The subway needs to plug leaks. But the M.T.A. can’t do it alone.
After Hurricane Sandy — which ravaged the subway system when corrosive saltwater flooded tunnels and damaged crucial equipment — the Metropolitan Transportation Authority launched a significant climate resiliency effort.
The agency has spent at least $2.6 billion to protect subway openings against flooding, replacing pumps and fortifying tunnels under the East River.
Those improvements have helped to an extent. Janno Lieber, the agency’s acting chairman, noted that the tunnels inundated by Sandy stayed dry or emptied quickly during Ida’s downpour.
But the agency’s efforts have focused largely on stations and tunnels in coastal and low-lying areas. Storms like Ida have revealed the need for a broader approach toward mitigating climate-driven flooding; many of the flooded stations were in higher elevations.
Water has long bedeviled New York’s subway system. It was designed with the knowledge that it would practically always be wet: The tunnels that wind through bedrock are surrounded by groundwater that seeps in.
Storm water mainly enters the subway through the staircases that bring riders underground and the ventilation grates that keep air circulating.
“The subway system cannot be made impervious to water,” Mr. Lieber said. “It’s a hollow system.”
Even on dry days, the system can pump out up to 14 million gallons of water, Mr. Lieber said. But its capacity is overwhelmed by the recent storms that quickly dumped inches of rain in hours.
Much of the water that inundated the system was overflow from the city’s sewage and drainage infrastructure, and the fixes that could help keep water from overwhelming the streets would also help keep the subway system from flooding. They would also aid the subway’s pumping system, which sends excess water into the city’s sewers.
But many urban planning and transit experts have encouraged an even more aggressive approach.
After a storm in July, the Regional Plan Association, an urban planning research and advocacy group, released an analysis that found that as many as one-fifth of subway entrances, more than 400 total, could be affected by significant flooding in a storm in which 3.5 inches of rain fell per hour. Ida dropped 3.15 inches of rain on Central Park in one hour.
“The system has been tested from this,” said Robert Freudenberg, the association’s vice president for energy and environment. “And we’ve found where the weaknesses are.”
Sarah M. Kaufman, the associate director at the Rudin Center for Transportation at New York University, said the transit authority needed to do a better job clearing its 418 miles of drains and troughs.
A report released last month by the M.T.A.’s inspector general found that at the authority’s targeted pace for cleaning drains — 150,000 linear feet a year — it would require 15 years to clean the entire system. Officials have said that they would move to clean drains on a four-year cycle.
Ms. Kaufman also encouraged city and state officials to think on a larger scale and take lessons from other cities facing similar issues.

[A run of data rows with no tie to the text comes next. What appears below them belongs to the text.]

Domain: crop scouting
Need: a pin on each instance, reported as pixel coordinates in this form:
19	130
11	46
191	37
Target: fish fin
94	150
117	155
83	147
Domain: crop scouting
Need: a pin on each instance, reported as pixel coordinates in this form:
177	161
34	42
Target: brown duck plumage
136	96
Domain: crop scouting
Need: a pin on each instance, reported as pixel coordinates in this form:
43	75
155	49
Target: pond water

She pointed to Tokyo, which has built up its flood defenses in part by constructing gargantuan underground cisterns to capture runoff and has put floodgates at subway entrances.

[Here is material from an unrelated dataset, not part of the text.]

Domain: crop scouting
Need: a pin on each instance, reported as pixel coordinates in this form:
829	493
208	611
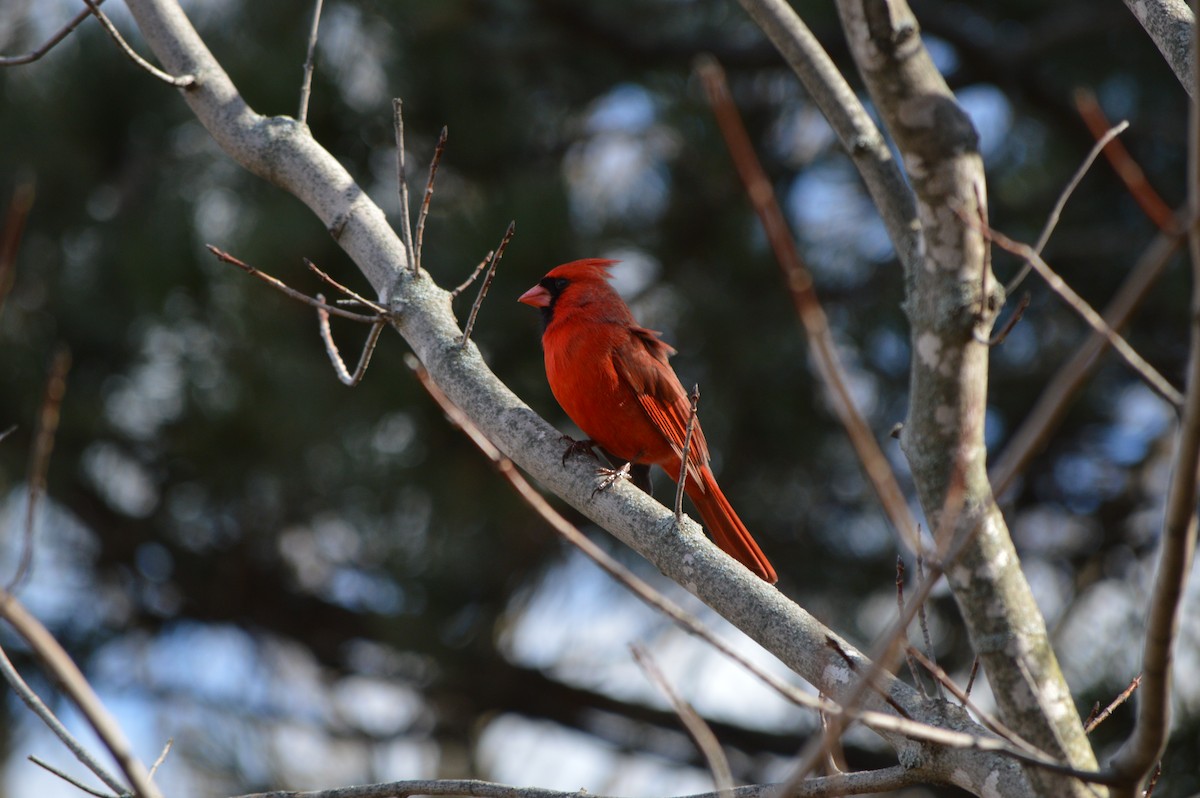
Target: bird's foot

Dr. Jacob, the Columbia geophysicist, suggested that New York could look to Taipei, Taiwan, where many subway entrances were raised slightly to keep out street-level flooding. (Doing this across New York’s subway would require accommodations for people with disabilities, an area where the system has traditionally lagged.)

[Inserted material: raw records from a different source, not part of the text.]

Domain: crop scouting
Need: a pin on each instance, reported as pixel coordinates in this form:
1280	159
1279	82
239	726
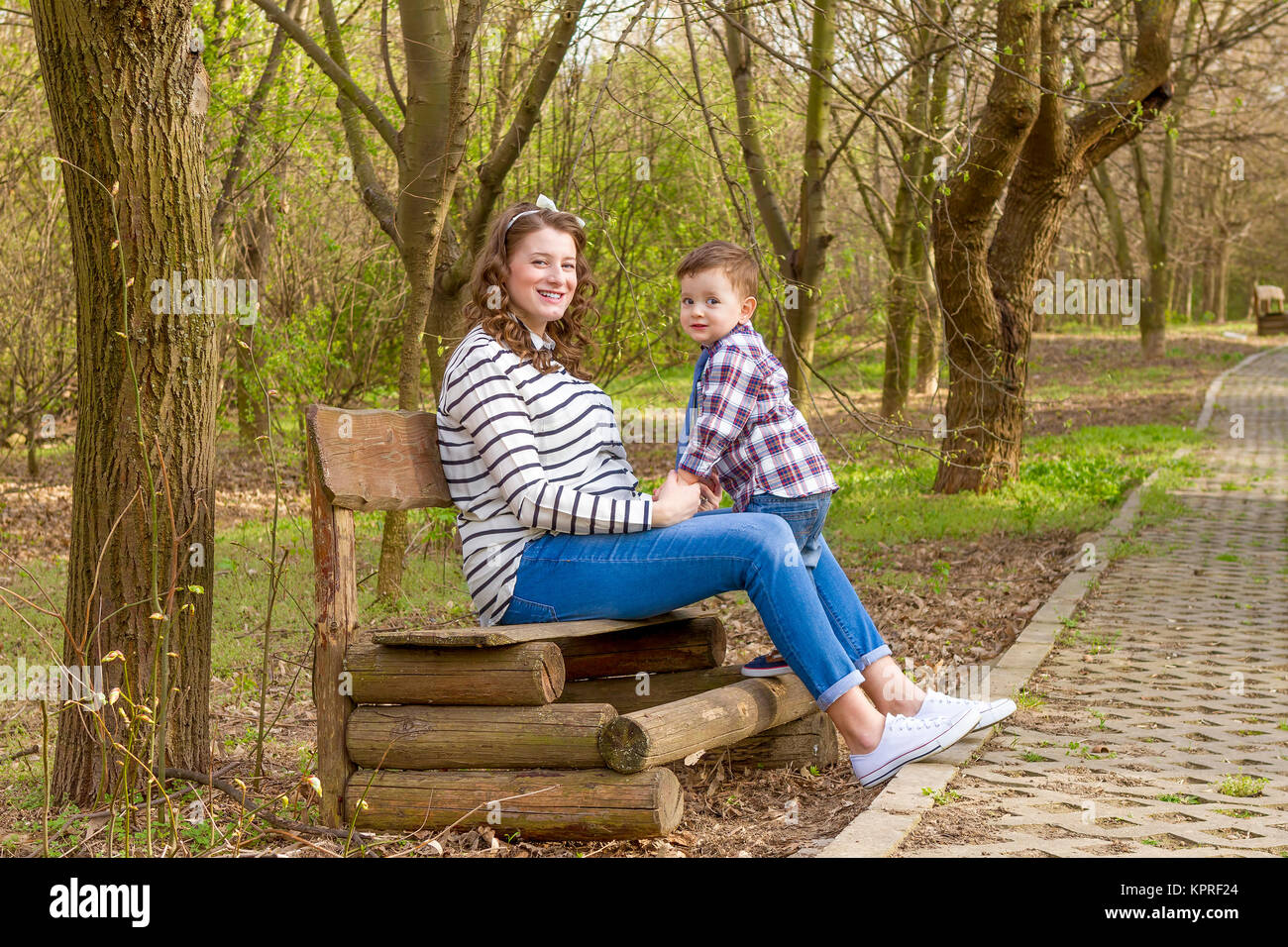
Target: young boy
741	431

Mr. Lieber said that the system was exploring raising some entrances. Engineers were also mulling ways to efficiently plug the vents or cover the grates through which water could pour. The transportation authority has already installed “flex gates,” waterproof barriers it can deploy to cover some subway entrances, at stations in traditional flood zones.
Still, any engineering solutions will be expensive for a system already facing financial burdens.